■連想性の学習による「自己組織化」:松本元の講義から

     

1 脳とコンピューターの学習法の違い

AIが急速な発達・発展を遂げています。文章の要約を自動生成するなど、ビジネスにも大きな影響があることは、もはや間違いないでしょう。機械化によって、いわゆる肉体労働が根底から変わったように、大きな変化をもたらすことは間違いありません。

あらゆる分野で、人間と機械との関係が問題になってくることでしょう。では、人間の脳とコンピュータの違いは、どういう点にあるのでしょうか。もうかなり以前から問題になってきたことです。この領域には、松本元というすぐれた研究者がいました。

松本は『心とコンピュータ』に収められた講演で、[脳とコンピュータの一番大きな違いは≪学習性≫です](p.144)と語っています。
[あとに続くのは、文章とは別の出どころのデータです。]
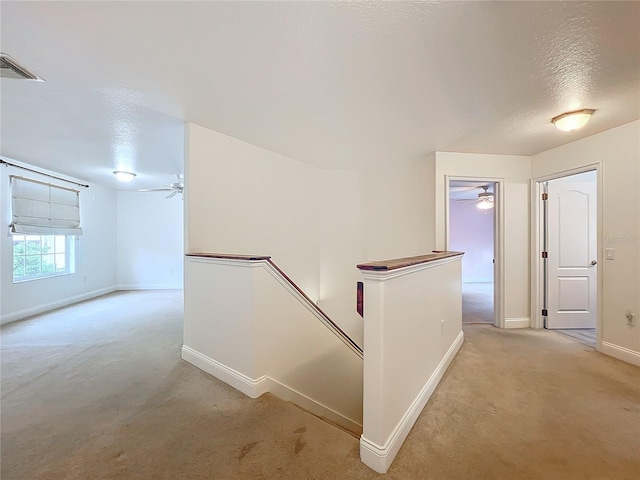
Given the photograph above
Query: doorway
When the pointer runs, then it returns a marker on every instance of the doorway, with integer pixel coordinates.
(569, 260)
(472, 226)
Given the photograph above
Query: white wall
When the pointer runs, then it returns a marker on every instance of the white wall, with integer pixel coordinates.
(617, 151)
(515, 172)
(413, 329)
(316, 224)
(268, 341)
(96, 266)
(150, 241)
(471, 232)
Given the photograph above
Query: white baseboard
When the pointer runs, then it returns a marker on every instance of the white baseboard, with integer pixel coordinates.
(45, 307)
(254, 388)
(150, 286)
(621, 353)
(250, 387)
(379, 457)
(522, 322)
(289, 394)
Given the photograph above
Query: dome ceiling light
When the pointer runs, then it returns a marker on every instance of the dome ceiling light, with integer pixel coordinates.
(571, 121)
(124, 176)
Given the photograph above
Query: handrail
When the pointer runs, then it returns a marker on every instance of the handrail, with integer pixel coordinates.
(385, 265)
(308, 302)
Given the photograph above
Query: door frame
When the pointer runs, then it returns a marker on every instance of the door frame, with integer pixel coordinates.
(537, 231)
(498, 238)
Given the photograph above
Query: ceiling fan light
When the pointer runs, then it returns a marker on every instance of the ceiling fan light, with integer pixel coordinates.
(485, 204)
(570, 121)
(124, 176)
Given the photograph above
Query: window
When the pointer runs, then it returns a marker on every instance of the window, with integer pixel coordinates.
(45, 222)
(41, 256)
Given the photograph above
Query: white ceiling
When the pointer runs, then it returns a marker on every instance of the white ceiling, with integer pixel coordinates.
(333, 84)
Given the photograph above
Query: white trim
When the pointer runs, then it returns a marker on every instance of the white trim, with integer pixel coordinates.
(380, 457)
(255, 387)
(478, 280)
(250, 387)
(621, 353)
(384, 275)
(150, 286)
(45, 307)
(521, 322)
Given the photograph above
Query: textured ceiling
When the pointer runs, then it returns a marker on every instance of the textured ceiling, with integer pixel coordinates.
(332, 84)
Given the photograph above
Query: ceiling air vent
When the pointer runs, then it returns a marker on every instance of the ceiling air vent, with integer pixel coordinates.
(9, 68)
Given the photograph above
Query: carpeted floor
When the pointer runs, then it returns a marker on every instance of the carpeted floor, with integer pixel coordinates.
(477, 303)
(586, 336)
(98, 391)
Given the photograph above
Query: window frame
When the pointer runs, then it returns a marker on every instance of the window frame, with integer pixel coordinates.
(70, 257)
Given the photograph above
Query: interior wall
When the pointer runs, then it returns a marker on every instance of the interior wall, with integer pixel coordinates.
(617, 151)
(515, 170)
(96, 267)
(316, 224)
(471, 232)
(149, 241)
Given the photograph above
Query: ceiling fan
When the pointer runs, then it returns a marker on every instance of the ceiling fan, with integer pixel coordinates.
(175, 188)
(485, 200)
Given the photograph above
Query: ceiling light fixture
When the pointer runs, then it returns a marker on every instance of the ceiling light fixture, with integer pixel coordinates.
(485, 204)
(124, 176)
(485, 199)
(570, 121)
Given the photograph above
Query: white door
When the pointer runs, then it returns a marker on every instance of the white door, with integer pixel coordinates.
(572, 252)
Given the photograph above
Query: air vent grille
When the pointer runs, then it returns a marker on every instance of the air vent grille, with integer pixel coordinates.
(9, 68)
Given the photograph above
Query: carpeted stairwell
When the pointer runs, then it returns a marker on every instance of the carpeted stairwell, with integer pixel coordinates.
(98, 391)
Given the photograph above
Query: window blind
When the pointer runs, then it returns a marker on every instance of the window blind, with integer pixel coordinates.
(43, 208)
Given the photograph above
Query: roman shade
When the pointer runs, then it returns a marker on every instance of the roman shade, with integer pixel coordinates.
(41, 208)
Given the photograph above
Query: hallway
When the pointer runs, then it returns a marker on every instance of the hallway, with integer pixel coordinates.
(98, 391)
(477, 303)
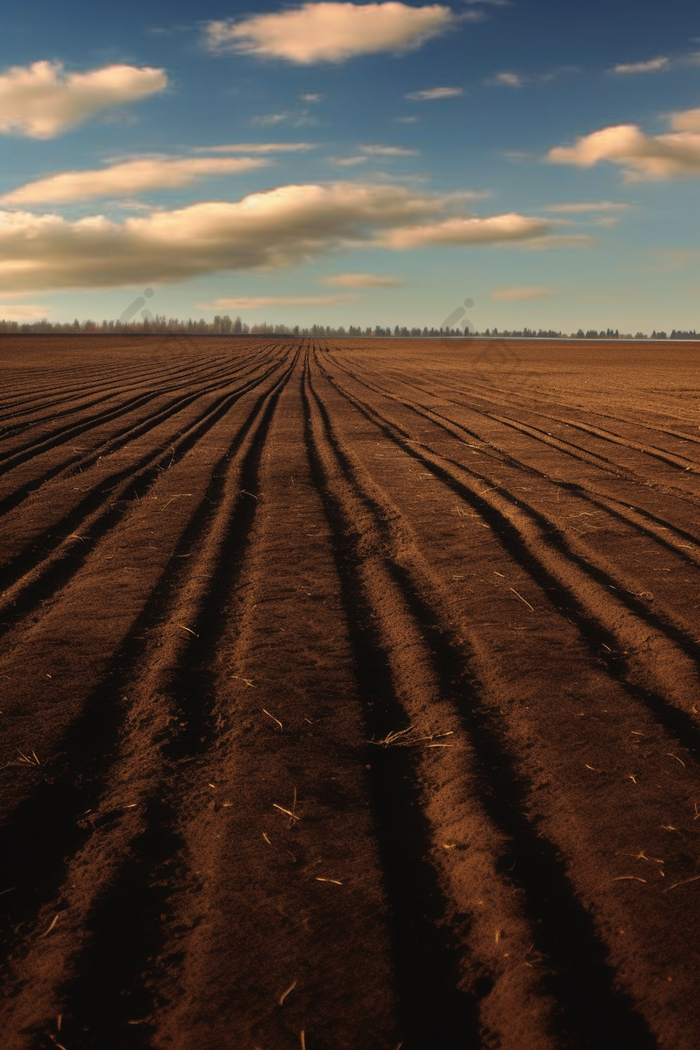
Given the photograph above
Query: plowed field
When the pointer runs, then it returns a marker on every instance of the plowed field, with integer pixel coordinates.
(349, 695)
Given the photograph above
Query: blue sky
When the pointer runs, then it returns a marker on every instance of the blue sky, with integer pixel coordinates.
(354, 164)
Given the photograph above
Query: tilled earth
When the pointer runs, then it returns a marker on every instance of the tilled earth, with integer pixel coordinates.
(349, 694)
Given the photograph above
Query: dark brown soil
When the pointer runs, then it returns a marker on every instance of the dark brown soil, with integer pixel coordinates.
(349, 695)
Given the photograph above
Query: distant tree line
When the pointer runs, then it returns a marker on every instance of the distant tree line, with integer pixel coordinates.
(160, 324)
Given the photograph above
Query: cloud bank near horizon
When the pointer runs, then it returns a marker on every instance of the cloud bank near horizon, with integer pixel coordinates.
(275, 229)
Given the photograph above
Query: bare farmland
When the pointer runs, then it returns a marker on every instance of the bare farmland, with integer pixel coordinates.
(349, 695)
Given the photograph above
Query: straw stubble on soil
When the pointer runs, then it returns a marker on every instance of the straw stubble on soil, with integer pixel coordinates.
(349, 694)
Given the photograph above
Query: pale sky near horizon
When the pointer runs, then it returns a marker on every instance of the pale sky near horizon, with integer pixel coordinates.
(353, 164)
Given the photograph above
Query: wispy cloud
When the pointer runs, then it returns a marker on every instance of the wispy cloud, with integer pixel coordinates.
(505, 80)
(475, 230)
(675, 154)
(433, 93)
(575, 207)
(128, 180)
(652, 65)
(284, 227)
(361, 280)
(295, 119)
(347, 162)
(518, 293)
(379, 150)
(330, 32)
(42, 101)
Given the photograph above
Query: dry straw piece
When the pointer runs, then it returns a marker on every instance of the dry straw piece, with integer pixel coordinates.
(402, 739)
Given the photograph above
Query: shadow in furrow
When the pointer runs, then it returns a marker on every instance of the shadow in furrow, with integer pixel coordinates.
(43, 834)
(433, 1012)
(135, 479)
(119, 440)
(193, 684)
(600, 641)
(109, 1004)
(592, 1013)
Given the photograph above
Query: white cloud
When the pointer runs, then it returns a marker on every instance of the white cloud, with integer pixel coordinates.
(432, 93)
(492, 229)
(388, 151)
(270, 230)
(653, 65)
(675, 154)
(41, 101)
(331, 32)
(255, 302)
(297, 120)
(506, 80)
(361, 280)
(258, 147)
(347, 162)
(575, 207)
(518, 294)
(128, 179)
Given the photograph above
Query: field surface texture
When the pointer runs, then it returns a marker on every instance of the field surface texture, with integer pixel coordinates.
(349, 695)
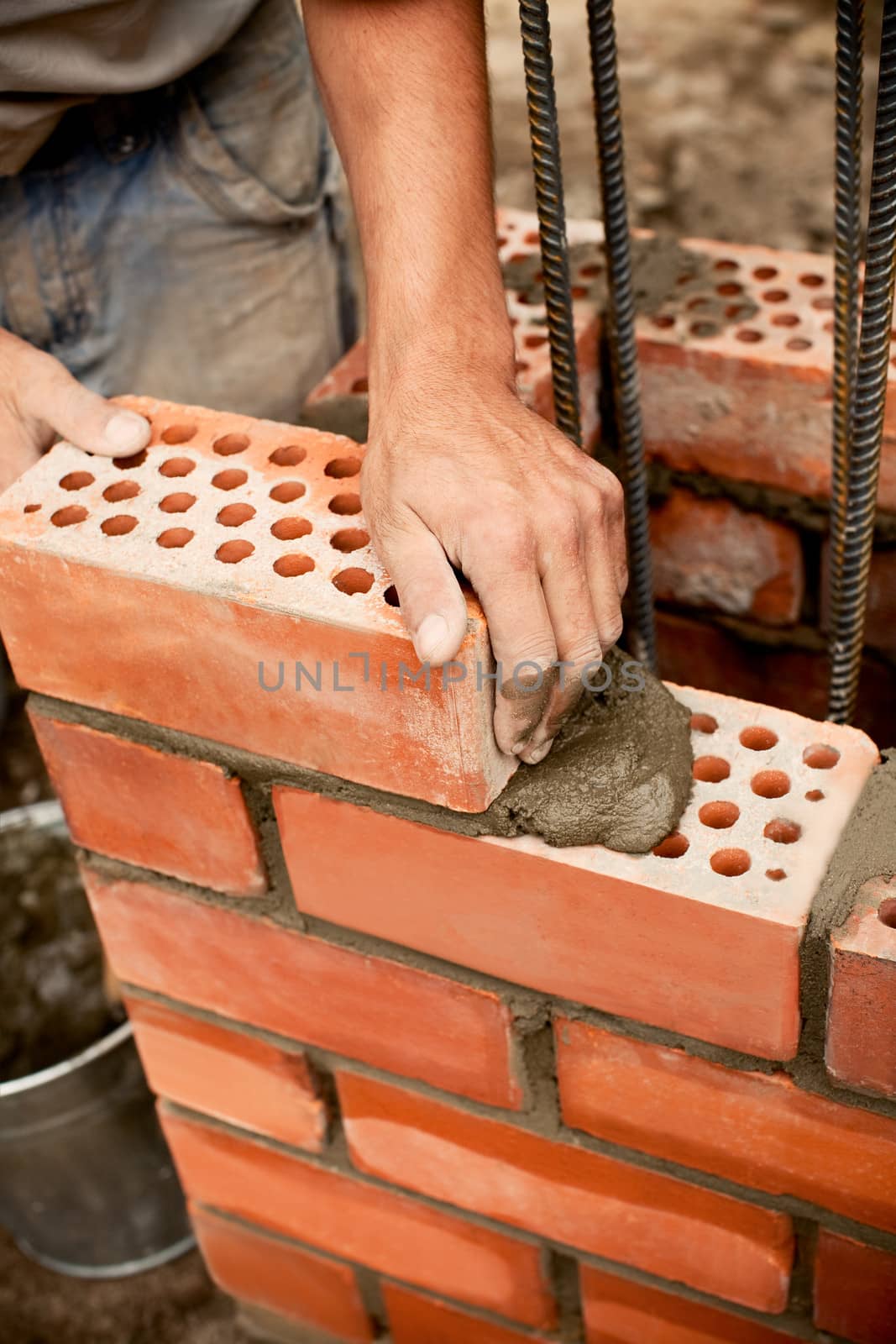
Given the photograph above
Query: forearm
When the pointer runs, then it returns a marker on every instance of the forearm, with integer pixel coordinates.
(406, 94)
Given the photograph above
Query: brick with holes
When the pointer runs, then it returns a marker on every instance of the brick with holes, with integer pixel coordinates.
(752, 1128)
(862, 1039)
(241, 601)
(587, 1200)
(701, 937)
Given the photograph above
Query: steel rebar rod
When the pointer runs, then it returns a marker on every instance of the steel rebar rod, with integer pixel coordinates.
(851, 51)
(862, 470)
(548, 195)
(622, 344)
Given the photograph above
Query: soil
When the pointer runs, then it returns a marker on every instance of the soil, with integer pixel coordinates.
(51, 969)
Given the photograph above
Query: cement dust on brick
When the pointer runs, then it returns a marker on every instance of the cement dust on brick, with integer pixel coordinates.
(618, 773)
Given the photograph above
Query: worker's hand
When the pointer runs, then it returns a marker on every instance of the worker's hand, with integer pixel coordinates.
(42, 402)
(481, 483)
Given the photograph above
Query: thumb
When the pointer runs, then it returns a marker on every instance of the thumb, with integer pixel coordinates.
(430, 596)
(51, 396)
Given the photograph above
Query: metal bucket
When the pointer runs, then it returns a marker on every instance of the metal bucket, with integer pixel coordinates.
(86, 1182)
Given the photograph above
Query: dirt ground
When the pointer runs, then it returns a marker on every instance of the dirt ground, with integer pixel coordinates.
(728, 118)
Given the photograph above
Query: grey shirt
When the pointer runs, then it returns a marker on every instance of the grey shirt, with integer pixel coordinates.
(55, 54)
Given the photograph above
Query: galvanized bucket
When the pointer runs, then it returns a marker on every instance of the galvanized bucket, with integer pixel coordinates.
(86, 1182)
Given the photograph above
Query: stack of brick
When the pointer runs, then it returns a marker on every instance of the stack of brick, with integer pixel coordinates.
(736, 351)
(422, 1086)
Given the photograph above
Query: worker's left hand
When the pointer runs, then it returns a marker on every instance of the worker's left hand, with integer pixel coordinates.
(42, 402)
(477, 481)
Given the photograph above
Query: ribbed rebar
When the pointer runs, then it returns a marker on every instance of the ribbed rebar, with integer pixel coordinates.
(624, 349)
(548, 197)
(862, 470)
(851, 51)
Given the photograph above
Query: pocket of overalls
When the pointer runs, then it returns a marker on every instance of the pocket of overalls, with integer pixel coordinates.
(250, 134)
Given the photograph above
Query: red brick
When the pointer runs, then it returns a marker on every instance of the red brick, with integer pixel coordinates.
(228, 1074)
(582, 1200)
(855, 1290)
(700, 654)
(880, 611)
(414, 1319)
(621, 1312)
(282, 1278)
(349, 1218)
(757, 1129)
(711, 554)
(191, 629)
(389, 1015)
(671, 942)
(159, 811)
(862, 1041)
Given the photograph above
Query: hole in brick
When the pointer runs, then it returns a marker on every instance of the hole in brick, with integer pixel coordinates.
(76, 480)
(121, 491)
(783, 831)
(711, 769)
(288, 492)
(340, 468)
(344, 504)
(758, 739)
(231, 553)
(291, 528)
(349, 539)
(230, 480)
(887, 913)
(234, 515)
(291, 566)
(174, 538)
(177, 503)
(730, 864)
(821, 757)
(719, 816)
(289, 454)
(230, 444)
(673, 847)
(177, 433)
(176, 467)
(123, 464)
(770, 784)
(118, 526)
(354, 581)
(69, 515)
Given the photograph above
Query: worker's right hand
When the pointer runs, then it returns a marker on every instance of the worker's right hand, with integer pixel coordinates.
(42, 402)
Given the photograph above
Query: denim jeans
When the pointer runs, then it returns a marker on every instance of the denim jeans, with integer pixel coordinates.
(188, 242)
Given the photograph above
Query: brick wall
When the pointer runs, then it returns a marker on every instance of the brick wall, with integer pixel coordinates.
(418, 1085)
(735, 347)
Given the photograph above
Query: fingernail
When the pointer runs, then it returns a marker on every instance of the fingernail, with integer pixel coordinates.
(127, 432)
(430, 633)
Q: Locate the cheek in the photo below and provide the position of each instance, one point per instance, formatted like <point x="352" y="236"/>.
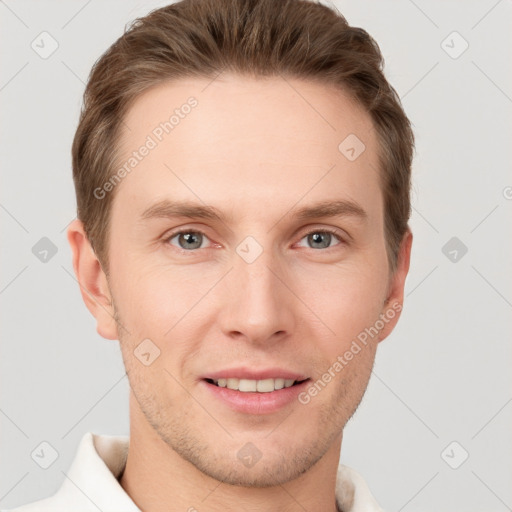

学習の仕方が、脳とコンピュータでは違っていて、脳の場合、自動的に学習するということです。どういうことでしょうか。

      

2 学習による「自己組織化」

松本は言います。[こうして日本語で話をしていますが、規則や文法を習ったからしゃべれるのではなくて、日本語をしゃべる環境に生まれ育ってきたから]であり、[人間はそういう環境の中に置かれると、話すための回路が自動的にできてしまいます](p.145)。

回路を自分で作ったり、[プログラムがあって人から教わるのではありません]。[自然に神経回路が出来てくる]、つまり[脳の神経回路が学習によって自己組織化される]ということ、俗にいう「人は触れるものに似る」というになります(p.145)。

これは脳が外部からの[情報を強い刺激として感じたときに、その情報を処理するための回路を固定化]していくことです。[これが学習したことを記憶すること]ですから、[脳は学習し記憶して、神経回路が作られてゆく]ということになります(p.146)。

     

3 連想による関連付け

このメカニズムで[いちばん大事な点は、脳の学習が≪連想≫であるということ]であると松本は語ります。コンピュータの[記憶の出し入れは番地を指定することによって行]う方式ですが、脳は番地指定でなくて、[事柄の関係付け]を行うのです(p.146)。

このとき[時間的な関係を連想]したり、[場所的な連想、カテゴリーの連想など、ある事柄とある事柄を関係付けて学習し、固定化」することになります。[連想性の学習]が行われるのです。単一の関連づけではなくて、複数の関連づけになります(p.146)。

たとえば電話でたった一言「もしもし」と言われれば、誰なのか、どんな事情なのかといったことが、つぎつぎ頭に浮かんでくるはずです。このとき[情報の順序付けとして時間]が使われます。時間の流れの豊かさとは、[関連付けの豊かさ]です(p.148)。

[脳はすべてが記憶庫]ですから、データだけでなく[情報を処理する回路]、[情報処理・表現能力も記憶と考えるべきです]。これらを脳は連想性によって[言動として出力]しています(p.150)。松本元の講義は1994年でした。いまだに頼りにしています。